The denial of the change of status had also been deficient on its face. USCIS never explained what standard it had applied or how the evidence had been weighed. It simply asserted the circumstances were not extraordinary. Its own rules required more: a denial must state its reasons in plain language, see 8 C.F.R. § 204.5(n)(2), and the Adjudicator’s Field Manual, current then and retired in May 2020, called for a decision to describe the evidence and explain how it failed the standard. This denial did neither.
The examiner had also recommended that the monastery file a Form I-824 to notify a U.S. consulate or a port-of-entry, at a cost of $465 and months of waiting that would have bought them nothing: a Canadian nun is visa-exempt and needs no R-1 visa at a consulate, and she could not leave without triggering the ten-year bar. USCIS may not be in the legal advice business, but it should not send applicants on a fool’s errand either. The denial also read like a form with the wrong name dropped into it. It assigned the nun an H-1B status she never held, referred to her in the masculine, and called the filing a petition for extension. The examiner had denied a case, just not hers.
The Arithmetic of Delay
The motion did not resolve the case. USCIS came back with a request for evidence. The petition was filed thirty-nine days late, the RFE said, and I had not shown that thirty-nine days was extraordinary.

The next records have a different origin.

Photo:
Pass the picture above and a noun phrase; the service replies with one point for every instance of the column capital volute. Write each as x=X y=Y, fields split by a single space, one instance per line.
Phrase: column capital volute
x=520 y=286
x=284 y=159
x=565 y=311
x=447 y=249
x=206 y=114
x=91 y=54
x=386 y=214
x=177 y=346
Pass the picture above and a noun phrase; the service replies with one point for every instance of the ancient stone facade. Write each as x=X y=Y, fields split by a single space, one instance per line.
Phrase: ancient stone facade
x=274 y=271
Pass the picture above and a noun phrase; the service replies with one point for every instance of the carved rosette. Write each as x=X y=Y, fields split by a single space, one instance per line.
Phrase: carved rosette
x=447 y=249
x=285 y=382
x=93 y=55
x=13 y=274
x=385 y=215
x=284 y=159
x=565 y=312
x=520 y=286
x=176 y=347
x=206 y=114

So I counted. The I-360 denial was dated February 21 but did not arrive until February 26. From the day it arrived to the day the R-1 was filed was thirty-five calendar days, and USCIS does not accept these petitions on weekends; subtract ten weekend days and the delay was twenty-five working days, not thirty-nine. Fourteen days is a great deal when the question is whether a delay was reasonable.
Then I accounted for each of the twenty-five. The monastery reached its advisor the day the denial arrived. He consulted the ruling bishop the next day. The sisters discussed retaining a lawyer the day after that. They reached me and paid the consultation fee the next day; I met with them two working days later, and was retained three days after that. Preparing a complex religious-worker petition took eleven working days, in March, the busiest stretch of an immigration lawyer’s year before the H-1B filing season. Three working days later the signed petition was in the mail. There was no delay anywhere.
An Eastern Orthodox monastery does not make a major decision quickly, by design. Retaining a lawyer required the assent of the abbess and the ruling bishop. February 26 also fell in the second week of Great Lent, six weeks of longer and more frequent services that leave less time for everything else. The delay USCIS had called unexplained was the ordinary speed of monastic life, fully explained.
USCIS had one argument left: ineffective assistance could not apply, it said, because the I-360 had been filed with no lawyer at all. But the doctrine has never been confined to licensed lawyers. It reaches anyone who acts as a lawyer, whether working for one or posing as one. See Avagyan v. Holder, 646 F.3d 672 (9th Cir. 2011); Aris v. Mukasey, 517 F.3d 595 (2d Cir. 2008).
The Result
Nine months after the motion was filed, USCIS finally issued a nunc pro tunc approval. The nun’s status was restored retroactively. The departure bar was eliminated. The green card case that followed, a few years later, was the easy part.